In passing judgement in the Coca-Cola case, Lady Asplin had stated that “primarily means something more than a suitability which is first in the list by a whisker”. 

“It means first and foremost. It cannot encompass very narrow margins.”

Other taxes and transitional arrangements

Transitional BIK arrangements will apply for employers that have purchased, leased, or ordered a double cab pick-up before April 6, 2025. 

The Treasury says that they will be able to use the previous treatment, until the earlier of disposal, lease expiry, or April 5, 2029.

For capital allowances, HMRC confirmed that if expenditure is incurred on a double cab pick-up with a payload of one tonne or more before April 1, 2025, for corporation tax purposes or April 6, 2025, for income tax purposes, it is not treated as a car for capital allowances purposes.

If expenditure is incurred on or after those dates, this interpretation of the legislation will no longer apply which means that most, if not all, double cab pick-ups will be treated as cars for capital allowances purposes as they are equally suited for the conveyance of goods or passengers.

However, it says that there are transitional arrangements which apply where an amount of expenditure is incurred as a result of a contract entered into before April 1, 2025, for corporation tax purposes, or April 6, 2025, for income tax purposes; and the expenditure is incurred on or after that date but before October 1, 2025.

If the transitional arrangements apply, then a double cab pick-up with a payload of one tonne or more will not be treated as a car for capital allowances purposes, says HMRC.

Further guidance is available in the capital allowances manual.

HMRC stressed that it is the date the customer enters into a contract to purchase the vehicle and when the expenditure is incurred that is relevant. 

If the vehicle was ordered before April 1, 2025, the transitional rules still apply even if it is registered after the date.

The hire cost restriction largely follows the same approach as capital allowances except that what matters is the date that the contract for hire is entered into rather than the contract to purchase. HMRC guidance is available

Consequently, HMRC says that the registration date of the vehicle will not affect the transitional rules. 

If a contract for hire of a double cab pick-up with a payload of one tonne or more was entered into before April 1, 2025, for Corporation Tax purposes or April 6, 2025, for income tax purposes, HMRC says it would not matter if the car was not registered until after this date. 

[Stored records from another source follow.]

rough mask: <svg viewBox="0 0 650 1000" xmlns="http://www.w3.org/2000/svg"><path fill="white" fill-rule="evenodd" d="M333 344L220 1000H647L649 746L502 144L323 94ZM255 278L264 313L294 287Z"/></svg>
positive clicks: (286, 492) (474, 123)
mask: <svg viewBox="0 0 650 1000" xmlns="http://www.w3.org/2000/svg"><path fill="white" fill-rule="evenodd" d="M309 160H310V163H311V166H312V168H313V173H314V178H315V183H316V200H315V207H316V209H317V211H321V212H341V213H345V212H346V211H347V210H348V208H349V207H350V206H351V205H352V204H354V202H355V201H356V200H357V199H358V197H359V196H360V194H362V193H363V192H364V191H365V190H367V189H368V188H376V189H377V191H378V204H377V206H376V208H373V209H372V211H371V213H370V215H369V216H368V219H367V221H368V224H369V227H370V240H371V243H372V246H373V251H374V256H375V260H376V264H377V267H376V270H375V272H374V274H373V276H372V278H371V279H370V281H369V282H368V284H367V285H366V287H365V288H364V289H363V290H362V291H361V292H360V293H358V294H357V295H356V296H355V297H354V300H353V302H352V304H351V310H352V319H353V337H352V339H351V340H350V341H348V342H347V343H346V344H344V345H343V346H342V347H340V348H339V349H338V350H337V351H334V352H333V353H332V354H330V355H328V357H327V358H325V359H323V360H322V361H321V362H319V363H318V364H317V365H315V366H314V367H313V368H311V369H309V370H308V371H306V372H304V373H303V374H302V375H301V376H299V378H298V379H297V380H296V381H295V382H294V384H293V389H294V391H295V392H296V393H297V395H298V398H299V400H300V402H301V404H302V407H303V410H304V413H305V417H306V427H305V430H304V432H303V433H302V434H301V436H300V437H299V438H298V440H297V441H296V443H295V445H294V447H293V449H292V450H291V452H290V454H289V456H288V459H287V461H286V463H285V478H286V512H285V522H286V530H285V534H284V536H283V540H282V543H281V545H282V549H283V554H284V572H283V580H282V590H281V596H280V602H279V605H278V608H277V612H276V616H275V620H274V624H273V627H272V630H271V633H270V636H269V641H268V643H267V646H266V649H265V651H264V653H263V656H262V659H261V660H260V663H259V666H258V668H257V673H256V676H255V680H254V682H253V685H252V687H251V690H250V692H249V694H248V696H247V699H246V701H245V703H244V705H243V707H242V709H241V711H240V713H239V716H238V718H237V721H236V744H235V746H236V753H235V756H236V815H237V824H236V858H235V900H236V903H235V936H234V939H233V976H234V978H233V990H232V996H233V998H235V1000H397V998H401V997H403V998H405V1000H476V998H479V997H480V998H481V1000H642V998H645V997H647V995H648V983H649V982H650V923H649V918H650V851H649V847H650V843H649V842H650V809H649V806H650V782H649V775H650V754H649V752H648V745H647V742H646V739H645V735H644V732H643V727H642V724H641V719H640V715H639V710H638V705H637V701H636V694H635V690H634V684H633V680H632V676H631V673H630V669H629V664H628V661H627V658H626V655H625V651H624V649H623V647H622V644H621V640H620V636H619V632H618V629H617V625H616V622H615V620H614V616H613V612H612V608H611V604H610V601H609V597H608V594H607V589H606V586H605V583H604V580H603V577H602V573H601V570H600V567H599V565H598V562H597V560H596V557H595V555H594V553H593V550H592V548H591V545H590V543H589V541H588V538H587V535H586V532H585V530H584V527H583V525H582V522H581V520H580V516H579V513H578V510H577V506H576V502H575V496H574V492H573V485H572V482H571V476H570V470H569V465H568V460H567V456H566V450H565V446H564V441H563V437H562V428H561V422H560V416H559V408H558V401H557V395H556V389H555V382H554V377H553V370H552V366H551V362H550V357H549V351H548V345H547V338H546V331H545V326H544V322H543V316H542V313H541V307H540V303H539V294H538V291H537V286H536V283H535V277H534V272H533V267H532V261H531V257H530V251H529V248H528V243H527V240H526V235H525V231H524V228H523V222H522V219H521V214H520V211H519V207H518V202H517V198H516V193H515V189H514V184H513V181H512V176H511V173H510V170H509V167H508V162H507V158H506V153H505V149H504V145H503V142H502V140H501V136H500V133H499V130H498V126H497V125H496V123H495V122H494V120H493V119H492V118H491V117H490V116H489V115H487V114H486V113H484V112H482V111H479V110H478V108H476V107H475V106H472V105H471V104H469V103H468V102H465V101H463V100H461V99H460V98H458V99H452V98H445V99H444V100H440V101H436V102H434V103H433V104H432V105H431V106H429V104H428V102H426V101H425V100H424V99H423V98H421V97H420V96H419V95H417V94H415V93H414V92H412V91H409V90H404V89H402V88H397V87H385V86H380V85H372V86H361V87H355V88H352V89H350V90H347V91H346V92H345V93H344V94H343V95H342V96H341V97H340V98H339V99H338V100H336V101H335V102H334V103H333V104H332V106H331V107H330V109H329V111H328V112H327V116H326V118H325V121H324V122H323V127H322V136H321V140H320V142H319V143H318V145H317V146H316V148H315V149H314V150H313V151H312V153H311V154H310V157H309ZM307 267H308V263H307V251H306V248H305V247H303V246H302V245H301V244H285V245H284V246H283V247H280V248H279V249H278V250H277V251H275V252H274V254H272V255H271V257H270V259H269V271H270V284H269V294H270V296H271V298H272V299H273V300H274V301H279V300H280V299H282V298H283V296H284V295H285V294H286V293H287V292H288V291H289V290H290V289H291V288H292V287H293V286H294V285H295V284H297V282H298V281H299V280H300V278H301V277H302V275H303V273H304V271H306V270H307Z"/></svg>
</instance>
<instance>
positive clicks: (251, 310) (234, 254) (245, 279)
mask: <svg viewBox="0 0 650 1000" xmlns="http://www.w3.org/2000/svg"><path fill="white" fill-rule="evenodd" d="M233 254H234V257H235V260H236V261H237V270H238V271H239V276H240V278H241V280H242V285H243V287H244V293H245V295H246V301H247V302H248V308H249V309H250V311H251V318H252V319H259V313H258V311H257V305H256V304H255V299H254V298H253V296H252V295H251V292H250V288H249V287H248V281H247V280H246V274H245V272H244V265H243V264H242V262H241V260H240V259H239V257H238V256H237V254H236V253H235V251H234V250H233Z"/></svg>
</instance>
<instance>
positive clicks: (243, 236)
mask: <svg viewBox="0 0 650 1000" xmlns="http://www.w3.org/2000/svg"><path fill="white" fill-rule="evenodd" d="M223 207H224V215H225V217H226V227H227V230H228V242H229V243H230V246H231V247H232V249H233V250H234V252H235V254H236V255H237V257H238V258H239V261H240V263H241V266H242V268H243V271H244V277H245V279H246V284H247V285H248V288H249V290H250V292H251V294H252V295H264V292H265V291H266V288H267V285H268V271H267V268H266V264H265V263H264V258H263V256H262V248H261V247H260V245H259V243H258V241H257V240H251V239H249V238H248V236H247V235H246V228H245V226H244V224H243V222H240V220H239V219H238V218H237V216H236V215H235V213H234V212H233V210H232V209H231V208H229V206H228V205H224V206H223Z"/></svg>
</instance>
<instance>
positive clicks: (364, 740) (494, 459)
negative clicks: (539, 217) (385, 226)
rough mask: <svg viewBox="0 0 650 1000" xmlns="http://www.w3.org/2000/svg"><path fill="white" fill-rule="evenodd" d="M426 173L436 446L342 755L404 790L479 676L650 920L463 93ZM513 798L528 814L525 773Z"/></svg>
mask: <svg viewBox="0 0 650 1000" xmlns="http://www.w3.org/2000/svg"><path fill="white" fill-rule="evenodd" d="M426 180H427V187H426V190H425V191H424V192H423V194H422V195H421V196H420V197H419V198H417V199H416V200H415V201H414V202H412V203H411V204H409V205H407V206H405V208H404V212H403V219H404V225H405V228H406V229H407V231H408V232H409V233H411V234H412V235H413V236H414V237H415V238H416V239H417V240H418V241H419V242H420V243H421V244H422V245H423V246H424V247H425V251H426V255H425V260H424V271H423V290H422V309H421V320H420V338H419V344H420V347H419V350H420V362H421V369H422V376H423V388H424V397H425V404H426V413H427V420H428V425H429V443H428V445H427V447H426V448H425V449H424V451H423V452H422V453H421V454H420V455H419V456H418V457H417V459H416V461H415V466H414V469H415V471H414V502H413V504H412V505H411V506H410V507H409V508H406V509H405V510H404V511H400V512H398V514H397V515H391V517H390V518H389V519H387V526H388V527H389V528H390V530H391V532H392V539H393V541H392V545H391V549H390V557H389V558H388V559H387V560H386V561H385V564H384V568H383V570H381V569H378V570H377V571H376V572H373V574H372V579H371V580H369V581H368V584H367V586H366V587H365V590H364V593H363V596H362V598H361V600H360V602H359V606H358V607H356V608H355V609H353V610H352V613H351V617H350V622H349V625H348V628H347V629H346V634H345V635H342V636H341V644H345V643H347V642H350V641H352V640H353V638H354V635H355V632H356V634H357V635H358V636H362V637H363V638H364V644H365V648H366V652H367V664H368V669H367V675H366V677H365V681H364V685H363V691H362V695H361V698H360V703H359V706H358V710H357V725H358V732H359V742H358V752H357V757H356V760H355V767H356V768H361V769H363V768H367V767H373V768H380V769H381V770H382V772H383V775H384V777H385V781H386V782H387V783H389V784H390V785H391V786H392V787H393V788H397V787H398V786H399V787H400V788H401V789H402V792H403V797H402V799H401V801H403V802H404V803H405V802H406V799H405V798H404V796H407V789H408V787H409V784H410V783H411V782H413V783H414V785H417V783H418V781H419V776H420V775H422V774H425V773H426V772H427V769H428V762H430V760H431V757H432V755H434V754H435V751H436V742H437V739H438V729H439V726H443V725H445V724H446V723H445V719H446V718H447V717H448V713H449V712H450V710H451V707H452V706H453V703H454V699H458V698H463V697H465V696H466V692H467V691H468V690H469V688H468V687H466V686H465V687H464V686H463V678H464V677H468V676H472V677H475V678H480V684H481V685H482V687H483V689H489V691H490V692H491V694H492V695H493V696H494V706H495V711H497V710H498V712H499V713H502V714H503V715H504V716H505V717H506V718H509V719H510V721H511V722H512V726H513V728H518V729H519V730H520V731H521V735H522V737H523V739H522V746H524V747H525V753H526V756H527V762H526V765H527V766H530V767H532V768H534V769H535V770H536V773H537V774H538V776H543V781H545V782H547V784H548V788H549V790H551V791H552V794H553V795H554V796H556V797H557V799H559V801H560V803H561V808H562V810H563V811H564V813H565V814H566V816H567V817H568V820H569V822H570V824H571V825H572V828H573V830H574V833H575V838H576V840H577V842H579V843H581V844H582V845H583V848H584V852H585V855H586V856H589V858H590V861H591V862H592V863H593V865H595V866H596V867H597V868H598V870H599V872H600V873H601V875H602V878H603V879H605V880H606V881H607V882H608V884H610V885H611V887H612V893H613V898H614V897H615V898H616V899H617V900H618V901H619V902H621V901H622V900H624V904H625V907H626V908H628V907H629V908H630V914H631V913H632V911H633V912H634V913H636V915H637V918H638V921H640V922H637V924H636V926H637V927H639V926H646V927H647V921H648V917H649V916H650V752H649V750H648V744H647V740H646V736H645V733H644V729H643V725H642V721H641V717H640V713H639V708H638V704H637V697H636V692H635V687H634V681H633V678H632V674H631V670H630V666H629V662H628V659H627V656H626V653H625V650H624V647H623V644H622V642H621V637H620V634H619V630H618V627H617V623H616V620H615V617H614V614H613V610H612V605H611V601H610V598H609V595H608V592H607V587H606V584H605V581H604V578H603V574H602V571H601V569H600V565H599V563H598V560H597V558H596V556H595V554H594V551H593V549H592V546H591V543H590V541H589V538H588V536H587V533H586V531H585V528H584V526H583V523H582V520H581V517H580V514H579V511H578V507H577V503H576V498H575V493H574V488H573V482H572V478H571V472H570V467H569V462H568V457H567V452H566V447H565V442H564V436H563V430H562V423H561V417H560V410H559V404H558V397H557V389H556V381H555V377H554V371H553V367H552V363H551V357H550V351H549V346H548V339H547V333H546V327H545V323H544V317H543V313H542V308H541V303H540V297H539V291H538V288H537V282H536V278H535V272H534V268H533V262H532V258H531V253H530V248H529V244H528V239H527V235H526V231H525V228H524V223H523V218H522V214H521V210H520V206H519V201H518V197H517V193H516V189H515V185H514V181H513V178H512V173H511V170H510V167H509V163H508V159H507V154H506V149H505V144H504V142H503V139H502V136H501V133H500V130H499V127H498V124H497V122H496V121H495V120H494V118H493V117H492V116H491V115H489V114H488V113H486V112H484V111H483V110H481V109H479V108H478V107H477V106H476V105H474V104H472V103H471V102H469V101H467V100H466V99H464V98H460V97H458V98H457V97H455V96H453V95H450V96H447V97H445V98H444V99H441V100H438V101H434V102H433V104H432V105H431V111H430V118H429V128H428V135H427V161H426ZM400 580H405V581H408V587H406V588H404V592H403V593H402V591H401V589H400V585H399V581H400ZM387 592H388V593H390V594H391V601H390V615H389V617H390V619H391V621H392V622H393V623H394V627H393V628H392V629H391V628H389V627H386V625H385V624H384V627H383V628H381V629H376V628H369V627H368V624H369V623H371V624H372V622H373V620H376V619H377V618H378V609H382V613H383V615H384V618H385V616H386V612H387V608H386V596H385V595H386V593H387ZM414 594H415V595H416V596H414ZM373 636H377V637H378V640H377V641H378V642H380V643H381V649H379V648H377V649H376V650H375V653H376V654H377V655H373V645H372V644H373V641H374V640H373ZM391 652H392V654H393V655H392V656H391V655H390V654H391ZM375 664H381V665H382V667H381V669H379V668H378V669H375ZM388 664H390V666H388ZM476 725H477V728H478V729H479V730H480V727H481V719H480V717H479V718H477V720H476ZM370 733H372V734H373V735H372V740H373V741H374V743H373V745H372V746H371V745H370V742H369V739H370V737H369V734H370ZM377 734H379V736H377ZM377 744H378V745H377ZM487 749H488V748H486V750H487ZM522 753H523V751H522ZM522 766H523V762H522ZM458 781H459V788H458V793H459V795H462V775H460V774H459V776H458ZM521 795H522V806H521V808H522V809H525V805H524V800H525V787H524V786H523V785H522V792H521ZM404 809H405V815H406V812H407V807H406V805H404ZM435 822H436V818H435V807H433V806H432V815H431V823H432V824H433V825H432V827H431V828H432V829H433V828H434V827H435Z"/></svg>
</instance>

Expenditure incurred before October 1, 2025, it added, would not be treated as expenditure incurred on the hire of a car. 

However, expenditure incurred on or after October 1, 2025, would be treated as expenditure on the hire of a car, regardless of when the contract for hire was entered into.  

Fleets warned on private use

Ford Ranger

The Association of Fleet Professionals (AFP) has warned that it is essential fleet managers fully understand the rules so they do not fall foul of the changes.

It previously reported some fleets had expressed confusion about what constitutes business and private use for pick-ups.

This is because there is some flexibility built into HMRC rules for vans that state the vehicle can be used for private purposes, but only to an “insignificant extent”.

HMRC has given a few examples of what “insignificant” means, like taking an old mattress or other rubbish to the tip once or twice a year, stopping at a newsagent on the way to work or stopping at the dentist on the way home.

As double cab pick-ups are now treated for tax purposes as a company car, it means there is no such “insignificant extent” allowance like there is for vans.

The automotive trade body, the Society of Motor Manufacturers and Traders (SMMT), has called for Chancellor to scrap the tax change, saying it will add further cost pressures to businesses that rely on these vehicles, such as construction, farming, utilities and the self-employed.